Ahora ves la tele, acostada en el sillón verde que compramos en el 94, ese mismo que nos supo bancar cuando no teníamos otra cosa que hacer más que pasárnosla tirados ahí, mirando por la ventana y hablando, porque ni siquiera la tele teníamos. Pasás los canales sin que se escuche el sonido; los pasás sin verlos realmente. Me pregunto si soplándote el cachete pasará algo. ¿Te diste vuelta por mí? Te extraño, te quiero, pero lo que más me duele de todo es que vos me extrañes, que vos me quieras. ¿Me escuchás? Dejás un canal en el que están pasando un documental sobre la "buena vida". Quizás, si te hablo al oido, despacito, me escuches. ¿Así? Hola, yo estoy muy bien, se vive muy bien; me falta que vos estés bien, y sería un mundo perfecto. Me falta que te levantes a la mañana con ganas de levantarte. Me falta que te rías desde la panza, y no desde la cabeza. Me falta que tires ese piyama, ese que yo te regalé, porque sé que no lo vas a usar nunca, y que tampoco lo vas a tirar, y se va a quedar ahí, esperando que lo uses o que lo tires, pero se va a quedar torturándote, mirándote cada vez que abras el ropero, cada vez que busques el otro piyama, el viejo, el gastado. El tuyo.
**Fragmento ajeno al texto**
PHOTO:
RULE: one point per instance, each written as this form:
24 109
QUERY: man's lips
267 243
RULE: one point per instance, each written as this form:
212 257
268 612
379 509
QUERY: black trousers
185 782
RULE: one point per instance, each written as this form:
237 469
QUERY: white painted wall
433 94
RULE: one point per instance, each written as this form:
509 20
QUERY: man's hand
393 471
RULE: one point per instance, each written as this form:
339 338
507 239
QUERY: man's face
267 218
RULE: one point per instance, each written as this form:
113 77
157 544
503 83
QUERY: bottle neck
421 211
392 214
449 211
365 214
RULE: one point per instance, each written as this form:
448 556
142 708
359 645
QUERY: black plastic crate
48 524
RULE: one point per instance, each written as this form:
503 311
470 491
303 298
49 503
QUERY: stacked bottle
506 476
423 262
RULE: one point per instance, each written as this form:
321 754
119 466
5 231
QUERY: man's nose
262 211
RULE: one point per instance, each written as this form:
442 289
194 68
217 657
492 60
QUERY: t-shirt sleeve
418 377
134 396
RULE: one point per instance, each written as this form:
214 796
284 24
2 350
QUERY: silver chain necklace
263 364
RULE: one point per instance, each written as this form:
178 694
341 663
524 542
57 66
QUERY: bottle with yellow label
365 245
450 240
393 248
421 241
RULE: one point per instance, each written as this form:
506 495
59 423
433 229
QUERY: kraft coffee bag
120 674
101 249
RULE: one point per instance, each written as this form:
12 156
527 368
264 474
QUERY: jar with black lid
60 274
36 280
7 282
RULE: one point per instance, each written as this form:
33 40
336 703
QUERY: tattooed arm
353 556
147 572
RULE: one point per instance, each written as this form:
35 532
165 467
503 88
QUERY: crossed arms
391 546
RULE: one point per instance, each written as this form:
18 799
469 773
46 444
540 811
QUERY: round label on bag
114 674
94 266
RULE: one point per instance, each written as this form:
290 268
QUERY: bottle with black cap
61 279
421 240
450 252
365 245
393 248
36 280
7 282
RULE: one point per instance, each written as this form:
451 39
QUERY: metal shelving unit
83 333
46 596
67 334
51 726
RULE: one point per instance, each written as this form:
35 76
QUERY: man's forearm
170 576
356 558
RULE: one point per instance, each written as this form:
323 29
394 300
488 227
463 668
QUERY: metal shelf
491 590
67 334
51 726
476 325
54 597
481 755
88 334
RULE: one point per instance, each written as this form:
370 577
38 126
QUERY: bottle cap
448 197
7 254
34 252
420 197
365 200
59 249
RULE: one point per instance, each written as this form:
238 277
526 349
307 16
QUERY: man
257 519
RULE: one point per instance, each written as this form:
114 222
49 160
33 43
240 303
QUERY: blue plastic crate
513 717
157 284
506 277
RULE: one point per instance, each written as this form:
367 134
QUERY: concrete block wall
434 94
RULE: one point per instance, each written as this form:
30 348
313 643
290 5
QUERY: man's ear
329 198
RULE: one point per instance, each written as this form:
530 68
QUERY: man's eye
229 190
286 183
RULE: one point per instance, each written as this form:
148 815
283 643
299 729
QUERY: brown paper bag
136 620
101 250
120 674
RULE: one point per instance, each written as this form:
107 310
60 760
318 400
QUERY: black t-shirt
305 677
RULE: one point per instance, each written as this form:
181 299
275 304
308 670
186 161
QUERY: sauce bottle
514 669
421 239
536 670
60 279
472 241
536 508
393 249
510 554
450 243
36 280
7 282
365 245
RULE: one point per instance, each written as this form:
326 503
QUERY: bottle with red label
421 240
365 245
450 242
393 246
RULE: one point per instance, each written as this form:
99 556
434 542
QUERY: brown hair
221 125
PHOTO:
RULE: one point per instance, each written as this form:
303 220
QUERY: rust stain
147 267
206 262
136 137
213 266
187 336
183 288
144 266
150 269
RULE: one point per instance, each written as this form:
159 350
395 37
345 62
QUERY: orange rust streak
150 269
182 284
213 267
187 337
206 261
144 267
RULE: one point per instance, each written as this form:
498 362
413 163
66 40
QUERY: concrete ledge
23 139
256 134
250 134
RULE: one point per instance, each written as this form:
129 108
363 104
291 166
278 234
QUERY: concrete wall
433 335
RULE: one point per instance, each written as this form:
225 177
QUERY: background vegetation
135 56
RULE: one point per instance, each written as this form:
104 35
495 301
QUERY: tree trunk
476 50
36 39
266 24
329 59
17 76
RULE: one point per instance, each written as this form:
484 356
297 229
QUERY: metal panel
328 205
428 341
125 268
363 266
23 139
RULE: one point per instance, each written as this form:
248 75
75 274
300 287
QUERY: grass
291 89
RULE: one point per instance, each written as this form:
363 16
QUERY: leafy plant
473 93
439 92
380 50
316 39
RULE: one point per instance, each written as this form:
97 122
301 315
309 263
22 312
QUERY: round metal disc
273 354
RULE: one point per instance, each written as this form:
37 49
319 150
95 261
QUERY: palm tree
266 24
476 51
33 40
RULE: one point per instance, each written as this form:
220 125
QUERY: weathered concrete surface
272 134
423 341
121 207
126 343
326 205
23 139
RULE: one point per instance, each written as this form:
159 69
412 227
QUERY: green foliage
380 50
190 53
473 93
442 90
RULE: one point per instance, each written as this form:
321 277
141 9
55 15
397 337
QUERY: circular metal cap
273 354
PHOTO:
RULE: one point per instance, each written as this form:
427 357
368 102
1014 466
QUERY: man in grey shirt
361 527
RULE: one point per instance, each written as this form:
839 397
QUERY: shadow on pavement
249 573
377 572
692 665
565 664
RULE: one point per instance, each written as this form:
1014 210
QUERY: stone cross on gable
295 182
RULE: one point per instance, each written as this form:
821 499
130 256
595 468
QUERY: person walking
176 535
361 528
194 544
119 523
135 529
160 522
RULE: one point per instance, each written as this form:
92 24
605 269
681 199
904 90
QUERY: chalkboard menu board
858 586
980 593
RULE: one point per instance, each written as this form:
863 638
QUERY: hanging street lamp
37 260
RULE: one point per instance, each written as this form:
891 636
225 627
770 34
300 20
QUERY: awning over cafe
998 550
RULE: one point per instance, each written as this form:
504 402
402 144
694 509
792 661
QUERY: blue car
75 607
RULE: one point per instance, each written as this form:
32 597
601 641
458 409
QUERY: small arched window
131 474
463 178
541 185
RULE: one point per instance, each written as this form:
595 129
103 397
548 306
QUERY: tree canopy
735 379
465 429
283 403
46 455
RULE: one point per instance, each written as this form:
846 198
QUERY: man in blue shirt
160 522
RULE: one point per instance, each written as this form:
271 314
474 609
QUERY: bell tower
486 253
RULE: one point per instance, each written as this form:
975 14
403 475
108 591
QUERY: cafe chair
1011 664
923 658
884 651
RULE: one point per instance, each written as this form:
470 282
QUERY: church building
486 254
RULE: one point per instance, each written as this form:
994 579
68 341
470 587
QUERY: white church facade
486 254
Hace un rato volví, y me puse a ver lo que hacías, como siempre. Te fuiste a bañar, y cuando saliste, te quedase sentadita en la cama. Mirabas al zapato derecho, caído de costado, como descansando después del día de mierda que pasó. De repente, un calor te subió por la garganta, y tus labios pegados no pudieron encerrar la ola. Una risa te nació de sorpresa, sin que puedas hacer nada para evitarla. Yo, desde acá, mirándote por la pantalla, me reí también. No podía parar. Si no hubiese estado muerto, seguramente el estómago me habría pedido un respiro. Te secaste las lágrimas -porque a vos también te cayeron lágrimas de tanto reír-, y te fuiste a poner el piyama. Cuando abriste el ropero, el mío, el que yo te regalé allá por el 2000, antes de que nos quedemos sin nada, solamente con el sillón verde y el mismo piyama, no estaba. ¿Fuiste vos? Por ahí, lo tiraste mientras yo venía hasta acá, pero no lo sé. ¿Lo tiraste? Te miré la cara, y sonreías, quizás por una resaca de la tremenda risa que te atacó hace un ratito, o, quizás, porque miraste, por primera -o segunda, no puedo saberlo- vez, la madera que estaba debajo de aquel piyama nuevo, siempre en su bolsa, esperando que lo uses, o que lo tires. Sonreías, quiero pensar, por no verlo más ahí.